In the formal position of leadership, I could either remain a stranger or let the team get to know me – my values, priorities, and ambitions. A level of transparency in my leadership style created shared purpose and cohesiveness. In practice, we set team objectives and based team training and strategy around these objectives. They wanted to know where we were heading and what we were prioritising – I wanted to know how they were following and understanding the organisational vision. Their feedback came more readily when they received feedback on their feedback! I had set up a transparency loop, their ideas became forthcoming and fearless, readied for discussion and decision, and my feedback explained if certain ideas were shelved (not simply ignored) or implemented.

What to say, or not say?

Information can sometimes stampede, trickle, metamorphose into something else or get completely lost through the delicate art of communication; especially with the complexity of a multilingual, multicultural, cross-cultural setting.

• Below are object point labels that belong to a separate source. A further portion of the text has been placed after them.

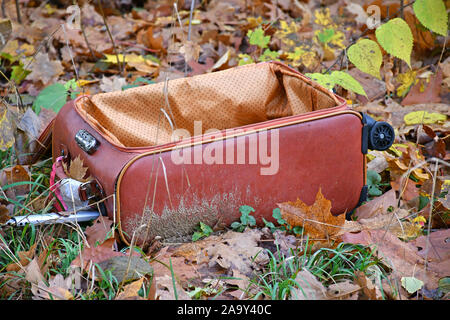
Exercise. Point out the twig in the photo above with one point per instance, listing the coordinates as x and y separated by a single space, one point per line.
430 217
130 44
85 37
3 9
341 56
110 37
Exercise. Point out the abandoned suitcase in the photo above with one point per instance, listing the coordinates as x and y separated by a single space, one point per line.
169 155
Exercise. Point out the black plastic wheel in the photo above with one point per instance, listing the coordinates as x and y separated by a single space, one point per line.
381 136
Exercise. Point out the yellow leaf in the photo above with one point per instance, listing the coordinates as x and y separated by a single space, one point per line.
406 230
316 220
323 17
423 117
406 79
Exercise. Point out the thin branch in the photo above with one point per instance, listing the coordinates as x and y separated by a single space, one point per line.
341 56
110 36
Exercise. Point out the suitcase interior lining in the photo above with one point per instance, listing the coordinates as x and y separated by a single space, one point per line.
249 94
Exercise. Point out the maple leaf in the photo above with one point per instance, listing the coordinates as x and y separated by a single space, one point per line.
316 220
44 69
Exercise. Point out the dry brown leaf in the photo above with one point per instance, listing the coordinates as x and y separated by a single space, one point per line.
130 291
377 206
369 290
76 170
425 91
98 232
4 214
24 259
438 246
401 257
165 290
238 251
183 271
44 69
33 272
310 287
316 220
15 174
57 289
97 254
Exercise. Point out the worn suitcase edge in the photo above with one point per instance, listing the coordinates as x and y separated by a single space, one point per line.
199 140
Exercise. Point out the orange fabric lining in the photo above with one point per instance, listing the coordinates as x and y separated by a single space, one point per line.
220 100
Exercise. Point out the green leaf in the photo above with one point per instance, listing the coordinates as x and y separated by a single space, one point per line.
269 55
269 225
18 73
366 56
324 80
419 117
251 221
347 82
197 236
326 35
373 180
257 37
432 14
236 225
52 97
396 38
411 284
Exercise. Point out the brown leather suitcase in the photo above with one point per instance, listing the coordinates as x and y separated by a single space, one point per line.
168 155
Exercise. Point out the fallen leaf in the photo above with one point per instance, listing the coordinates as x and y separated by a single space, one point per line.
44 69
316 220
130 291
238 251
425 91
411 284
438 246
166 291
15 174
99 231
7 128
24 258
345 290
378 205
126 268
401 257
113 83
310 287
58 289
97 254
4 214
76 170
370 291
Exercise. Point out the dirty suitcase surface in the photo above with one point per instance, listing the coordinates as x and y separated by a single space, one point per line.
169 155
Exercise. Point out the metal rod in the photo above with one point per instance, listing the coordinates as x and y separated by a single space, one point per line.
53 218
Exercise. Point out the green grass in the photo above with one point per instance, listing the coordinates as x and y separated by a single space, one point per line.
278 280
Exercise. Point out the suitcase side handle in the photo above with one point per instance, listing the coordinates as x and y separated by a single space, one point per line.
377 135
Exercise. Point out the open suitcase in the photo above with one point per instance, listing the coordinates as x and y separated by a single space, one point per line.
168 155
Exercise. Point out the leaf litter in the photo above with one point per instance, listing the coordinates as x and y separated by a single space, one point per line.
224 34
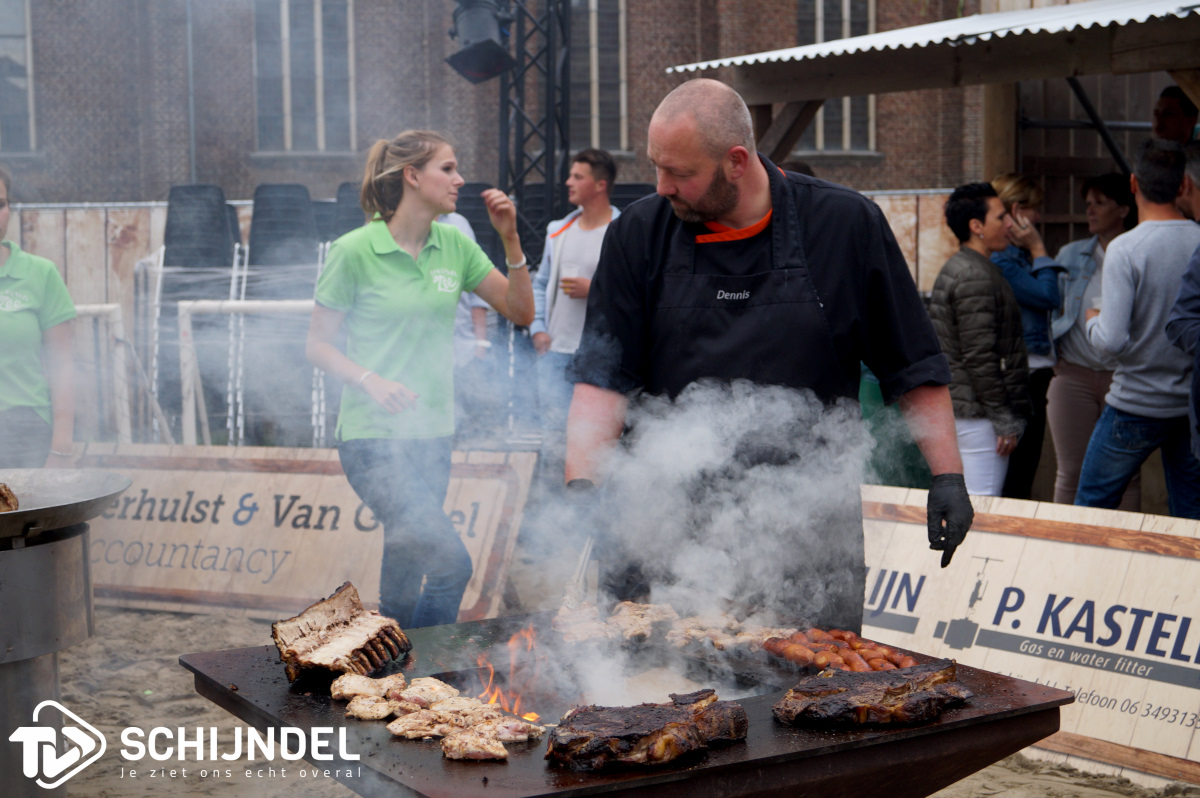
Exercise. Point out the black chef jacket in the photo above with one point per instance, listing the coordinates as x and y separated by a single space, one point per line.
672 303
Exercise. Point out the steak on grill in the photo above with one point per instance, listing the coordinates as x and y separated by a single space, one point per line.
911 695
341 635
591 738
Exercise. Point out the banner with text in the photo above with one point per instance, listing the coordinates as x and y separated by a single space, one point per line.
271 531
1111 615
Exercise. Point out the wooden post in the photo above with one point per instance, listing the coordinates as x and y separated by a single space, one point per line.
1188 81
999 130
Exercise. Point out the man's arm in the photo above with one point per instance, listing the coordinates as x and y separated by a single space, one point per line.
948 511
1183 324
930 417
593 425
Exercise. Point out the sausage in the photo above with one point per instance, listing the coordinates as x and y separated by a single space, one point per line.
798 654
844 634
775 645
820 635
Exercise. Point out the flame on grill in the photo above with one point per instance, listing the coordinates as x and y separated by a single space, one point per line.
521 676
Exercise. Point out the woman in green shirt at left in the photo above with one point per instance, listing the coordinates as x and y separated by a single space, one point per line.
36 361
394 286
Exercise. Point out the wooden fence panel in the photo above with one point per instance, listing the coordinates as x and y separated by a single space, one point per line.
42 233
85 256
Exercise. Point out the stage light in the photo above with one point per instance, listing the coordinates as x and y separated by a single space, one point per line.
483 53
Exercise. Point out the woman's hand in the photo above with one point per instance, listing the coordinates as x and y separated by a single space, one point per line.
1006 444
1024 233
59 461
390 396
576 287
502 213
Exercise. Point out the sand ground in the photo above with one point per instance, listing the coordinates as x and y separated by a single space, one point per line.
127 675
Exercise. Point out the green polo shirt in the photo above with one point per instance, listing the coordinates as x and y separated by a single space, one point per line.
400 323
33 299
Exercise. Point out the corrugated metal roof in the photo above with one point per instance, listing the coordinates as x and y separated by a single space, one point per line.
1050 19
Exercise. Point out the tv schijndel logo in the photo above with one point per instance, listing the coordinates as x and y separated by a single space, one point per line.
41 757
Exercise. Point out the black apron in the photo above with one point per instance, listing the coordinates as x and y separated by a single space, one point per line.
769 328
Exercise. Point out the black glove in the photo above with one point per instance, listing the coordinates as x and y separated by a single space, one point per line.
949 514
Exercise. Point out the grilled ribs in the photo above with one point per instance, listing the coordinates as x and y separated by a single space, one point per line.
591 738
9 502
840 699
339 634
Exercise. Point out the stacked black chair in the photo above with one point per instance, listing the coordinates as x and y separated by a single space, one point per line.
283 228
198 250
324 211
283 251
347 210
234 227
624 193
198 233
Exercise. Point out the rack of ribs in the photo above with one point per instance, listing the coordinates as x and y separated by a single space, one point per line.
839 699
589 738
339 634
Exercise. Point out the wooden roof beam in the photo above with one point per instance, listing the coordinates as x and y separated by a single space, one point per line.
786 129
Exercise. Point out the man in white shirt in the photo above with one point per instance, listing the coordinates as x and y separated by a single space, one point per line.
561 286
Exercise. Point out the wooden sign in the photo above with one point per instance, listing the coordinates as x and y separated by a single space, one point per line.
1096 601
270 531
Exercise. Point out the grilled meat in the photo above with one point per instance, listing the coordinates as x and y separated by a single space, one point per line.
910 695
7 499
369 708
426 723
473 744
456 703
354 684
702 629
581 623
591 738
635 622
424 691
339 634
508 729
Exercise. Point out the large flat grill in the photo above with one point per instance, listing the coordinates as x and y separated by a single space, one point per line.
1006 715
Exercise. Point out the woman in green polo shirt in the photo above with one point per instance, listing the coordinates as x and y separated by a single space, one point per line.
36 377
394 285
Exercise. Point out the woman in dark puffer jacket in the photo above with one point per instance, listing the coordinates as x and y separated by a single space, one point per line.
979 324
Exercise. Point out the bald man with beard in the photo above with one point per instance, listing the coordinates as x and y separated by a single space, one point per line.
737 270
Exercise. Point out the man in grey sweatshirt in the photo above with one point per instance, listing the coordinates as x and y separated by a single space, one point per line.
1146 407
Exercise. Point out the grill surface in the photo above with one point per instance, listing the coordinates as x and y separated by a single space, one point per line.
1006 715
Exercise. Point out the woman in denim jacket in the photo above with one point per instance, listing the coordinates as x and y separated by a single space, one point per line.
1083 373
1033 276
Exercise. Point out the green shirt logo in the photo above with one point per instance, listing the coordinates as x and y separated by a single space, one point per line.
447 280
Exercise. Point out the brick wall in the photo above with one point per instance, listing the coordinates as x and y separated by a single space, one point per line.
111 91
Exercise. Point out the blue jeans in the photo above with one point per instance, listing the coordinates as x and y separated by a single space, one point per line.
1121 443
405 484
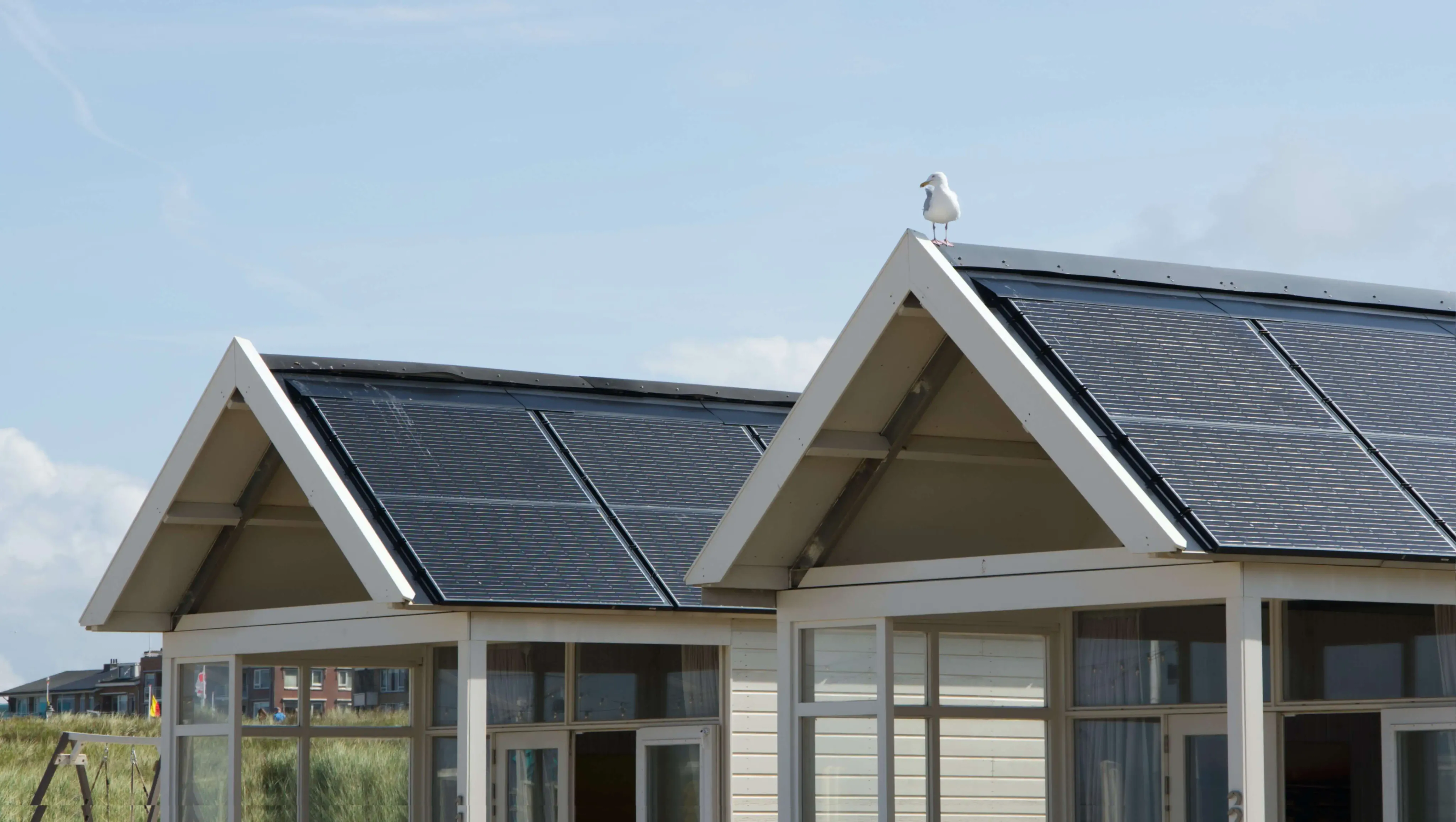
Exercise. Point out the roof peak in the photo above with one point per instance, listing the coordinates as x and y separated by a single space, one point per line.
1197 277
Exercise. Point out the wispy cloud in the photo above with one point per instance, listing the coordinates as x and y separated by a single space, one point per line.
756 363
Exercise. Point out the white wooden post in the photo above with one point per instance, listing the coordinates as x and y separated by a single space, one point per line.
472 747
1246 649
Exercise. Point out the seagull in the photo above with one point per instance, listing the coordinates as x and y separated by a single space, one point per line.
941 206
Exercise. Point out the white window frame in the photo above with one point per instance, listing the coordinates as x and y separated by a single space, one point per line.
707 740
528 741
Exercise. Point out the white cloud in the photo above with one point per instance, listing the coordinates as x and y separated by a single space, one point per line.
59 529
755 363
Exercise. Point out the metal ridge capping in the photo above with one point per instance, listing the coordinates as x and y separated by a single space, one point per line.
1199 277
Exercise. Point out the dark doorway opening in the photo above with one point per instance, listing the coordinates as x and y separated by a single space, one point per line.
1333 767
606 776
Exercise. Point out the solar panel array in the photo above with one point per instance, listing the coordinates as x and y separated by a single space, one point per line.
539 498
1333 436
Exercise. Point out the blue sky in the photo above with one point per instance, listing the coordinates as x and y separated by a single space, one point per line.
676 191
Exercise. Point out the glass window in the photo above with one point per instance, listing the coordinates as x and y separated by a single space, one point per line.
992 670
526 681
443 787
204 693
839 664
646 681
1369 651
910 770
1428 775
359 779
379 699
910 652
1154 657
841 767
203 779
993 769
270 780
443 711
1119 770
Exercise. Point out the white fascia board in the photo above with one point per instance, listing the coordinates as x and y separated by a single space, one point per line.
1043 411
806 420
321 483
155 507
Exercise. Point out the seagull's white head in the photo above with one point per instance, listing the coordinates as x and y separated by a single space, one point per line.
937 181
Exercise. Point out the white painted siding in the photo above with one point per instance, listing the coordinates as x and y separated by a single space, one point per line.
753 722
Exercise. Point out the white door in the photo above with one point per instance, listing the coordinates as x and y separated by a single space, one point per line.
1197 786
1419 759
676 775
529 776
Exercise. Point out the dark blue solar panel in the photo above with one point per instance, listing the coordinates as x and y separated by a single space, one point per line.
667 481
1232 430
1397 387
487 505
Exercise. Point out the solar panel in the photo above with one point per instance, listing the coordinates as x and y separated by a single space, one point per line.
1232 431
1397 387
487 505
667 481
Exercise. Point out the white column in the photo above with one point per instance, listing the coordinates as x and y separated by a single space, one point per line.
1246 649
472 747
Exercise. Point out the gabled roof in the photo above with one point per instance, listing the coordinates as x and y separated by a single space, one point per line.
426 483
1193 408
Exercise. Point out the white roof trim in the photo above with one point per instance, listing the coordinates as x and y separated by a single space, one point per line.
1047 415
244 370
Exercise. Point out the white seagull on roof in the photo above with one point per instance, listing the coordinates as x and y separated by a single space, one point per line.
941 206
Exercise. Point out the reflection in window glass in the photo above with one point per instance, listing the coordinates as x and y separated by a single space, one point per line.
839 664
443 786
359 779
910 770
1369 651
203 779
379 699
993 670
1154 657
993 769
842 769
203 693
910 652
646 681
270 780
526 681
1428 775
1119 770
443 711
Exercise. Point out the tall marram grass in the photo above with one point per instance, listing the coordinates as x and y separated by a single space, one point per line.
118 792
350 779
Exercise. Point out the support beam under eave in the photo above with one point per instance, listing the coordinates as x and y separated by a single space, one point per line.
1246 648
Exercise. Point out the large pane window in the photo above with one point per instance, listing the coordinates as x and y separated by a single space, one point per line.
526 681
1369 651
993 670
1119 770
445 707
1154 657
839 664
359 779
993 769
204 693
841 769
646 681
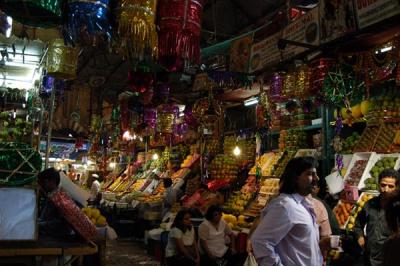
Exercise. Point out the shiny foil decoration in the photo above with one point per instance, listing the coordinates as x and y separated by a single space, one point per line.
289 85
166 118
137 29
179 37
87 20
319 70
62 60
302 80
276 87
36 13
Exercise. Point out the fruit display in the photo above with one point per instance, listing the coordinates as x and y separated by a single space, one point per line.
282 162
356 172
249 186
95 217
357 208
372 183
350 142
266 162
237 202
293 139
270 186
386 137
223 166
212 146
367 139
342 212
190 160
236 222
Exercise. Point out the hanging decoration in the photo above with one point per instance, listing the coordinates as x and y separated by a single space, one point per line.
140 82
36 13
167 114
62 60
86 21
228 79
179 37
137 29
276 87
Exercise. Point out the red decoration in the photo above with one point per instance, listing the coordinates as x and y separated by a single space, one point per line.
77 219
179 37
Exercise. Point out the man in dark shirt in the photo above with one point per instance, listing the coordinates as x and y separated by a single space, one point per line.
373 216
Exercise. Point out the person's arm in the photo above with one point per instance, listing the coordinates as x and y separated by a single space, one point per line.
203 235
182 250
359 225
273 227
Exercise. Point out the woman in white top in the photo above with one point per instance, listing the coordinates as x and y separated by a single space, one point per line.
182 245
213 234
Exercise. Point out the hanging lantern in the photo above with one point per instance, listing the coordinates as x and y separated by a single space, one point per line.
167 115
139 81
179 37
86 20
136 26
36 13
276 87
62 60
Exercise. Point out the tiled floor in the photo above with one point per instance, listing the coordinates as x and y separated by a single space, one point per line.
127 252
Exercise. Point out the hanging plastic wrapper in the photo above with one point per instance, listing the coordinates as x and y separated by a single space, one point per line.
166 118
319 70
289 85
179 37
136 26
36 13
276 87
86 20
62 60
302 80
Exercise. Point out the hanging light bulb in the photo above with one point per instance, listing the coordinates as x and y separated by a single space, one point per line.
236 151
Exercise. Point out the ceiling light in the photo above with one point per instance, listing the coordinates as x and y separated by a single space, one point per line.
251 101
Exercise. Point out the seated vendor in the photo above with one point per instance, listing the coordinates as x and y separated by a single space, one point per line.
51 221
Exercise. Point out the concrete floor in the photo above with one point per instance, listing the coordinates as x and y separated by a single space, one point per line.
128 252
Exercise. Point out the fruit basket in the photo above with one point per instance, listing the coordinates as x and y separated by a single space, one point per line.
367 139
359 167
383 161
386 138
364 197
342 212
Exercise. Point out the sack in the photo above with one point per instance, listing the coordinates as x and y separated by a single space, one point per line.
250 261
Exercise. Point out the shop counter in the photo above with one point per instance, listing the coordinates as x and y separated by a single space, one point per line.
15 251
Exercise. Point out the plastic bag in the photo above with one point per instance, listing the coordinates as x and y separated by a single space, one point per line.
250 261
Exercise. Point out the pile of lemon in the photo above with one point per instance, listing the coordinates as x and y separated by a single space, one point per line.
94 215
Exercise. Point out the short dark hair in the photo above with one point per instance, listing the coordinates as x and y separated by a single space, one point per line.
167 182
293 170
211 211
50 174
178 221
389 172
392 213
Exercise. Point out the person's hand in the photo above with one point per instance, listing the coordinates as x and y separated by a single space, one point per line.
361 241
249 246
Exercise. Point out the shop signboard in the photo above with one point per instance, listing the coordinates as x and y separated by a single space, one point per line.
370 12
265 53
240 54
303 30
337 18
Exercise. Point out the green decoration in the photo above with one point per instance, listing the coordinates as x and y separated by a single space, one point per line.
36 13
341 88
19 164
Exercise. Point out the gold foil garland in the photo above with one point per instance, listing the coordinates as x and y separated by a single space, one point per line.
62 60
137 28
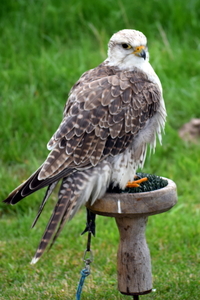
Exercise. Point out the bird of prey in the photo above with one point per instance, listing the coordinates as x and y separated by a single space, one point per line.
113 112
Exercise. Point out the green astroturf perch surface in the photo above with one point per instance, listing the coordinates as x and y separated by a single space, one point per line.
45 47
153 183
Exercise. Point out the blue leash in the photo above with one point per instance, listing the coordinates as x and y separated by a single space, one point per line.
84 273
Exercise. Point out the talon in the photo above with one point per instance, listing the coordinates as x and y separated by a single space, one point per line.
136 183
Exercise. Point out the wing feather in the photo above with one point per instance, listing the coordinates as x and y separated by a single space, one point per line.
106 105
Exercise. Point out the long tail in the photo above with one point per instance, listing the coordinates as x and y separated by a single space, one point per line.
75 190
33 184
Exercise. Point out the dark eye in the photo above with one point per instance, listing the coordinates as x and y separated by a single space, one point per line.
126 46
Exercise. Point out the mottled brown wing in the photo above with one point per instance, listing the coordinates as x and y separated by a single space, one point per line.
101 118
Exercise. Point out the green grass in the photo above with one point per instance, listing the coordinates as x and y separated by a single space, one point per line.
45 47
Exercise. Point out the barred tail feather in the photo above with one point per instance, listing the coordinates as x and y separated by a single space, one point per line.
75 190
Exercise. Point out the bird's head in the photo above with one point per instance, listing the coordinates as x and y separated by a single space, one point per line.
127 48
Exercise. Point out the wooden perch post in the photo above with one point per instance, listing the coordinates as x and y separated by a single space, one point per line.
131 213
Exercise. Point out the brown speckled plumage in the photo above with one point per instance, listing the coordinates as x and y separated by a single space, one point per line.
112 113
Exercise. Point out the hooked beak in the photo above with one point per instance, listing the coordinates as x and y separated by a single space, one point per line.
140 51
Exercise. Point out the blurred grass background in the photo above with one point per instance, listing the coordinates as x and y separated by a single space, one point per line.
45 47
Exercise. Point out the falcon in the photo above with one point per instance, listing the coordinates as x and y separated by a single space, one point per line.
113 113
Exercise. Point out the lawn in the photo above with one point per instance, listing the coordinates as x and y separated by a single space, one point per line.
45 47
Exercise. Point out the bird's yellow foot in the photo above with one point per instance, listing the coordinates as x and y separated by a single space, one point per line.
136 183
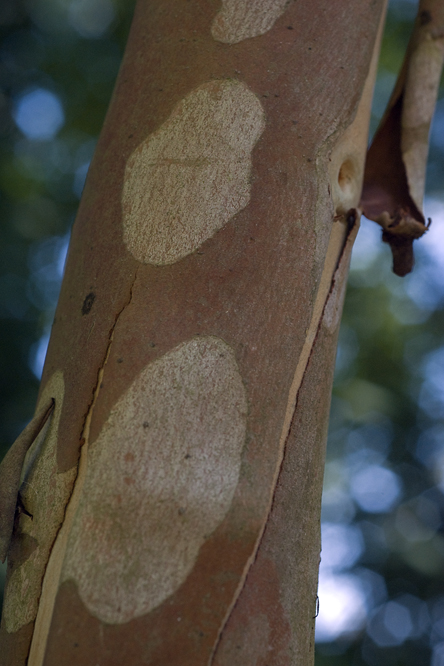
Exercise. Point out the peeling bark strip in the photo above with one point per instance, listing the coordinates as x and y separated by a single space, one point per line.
11 473
197 379
394 179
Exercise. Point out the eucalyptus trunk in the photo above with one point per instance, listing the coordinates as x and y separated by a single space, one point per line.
169 508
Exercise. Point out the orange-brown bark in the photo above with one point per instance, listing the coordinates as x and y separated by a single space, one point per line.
154 333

Towards the end of a meeting conducted in French, I was expectantly waiting for the concluding summary to help clarify what the next steps were. Instead, a ‘et voilà!’ accompanied by a hand clap from the speaker marked the end of the meeting. I left the meeting mildly confused and blissfully unaware of the expectations placed on me.

In this situation, information between speaker and intended receiver had been lost. Admittedly, this could have been due to my far-from-perfect grasp of French, or due to the much more interesting and exciting topic of communicating in high-context versus low-context cultures. In this higher-context culture, I may have been expected to imbibe a ‘to do’ list that was not explicitly outlined, which to my lower-context British culture was overly cryptic. A similar example is recounted in Erin Meyer’s book The Culture Map.(2)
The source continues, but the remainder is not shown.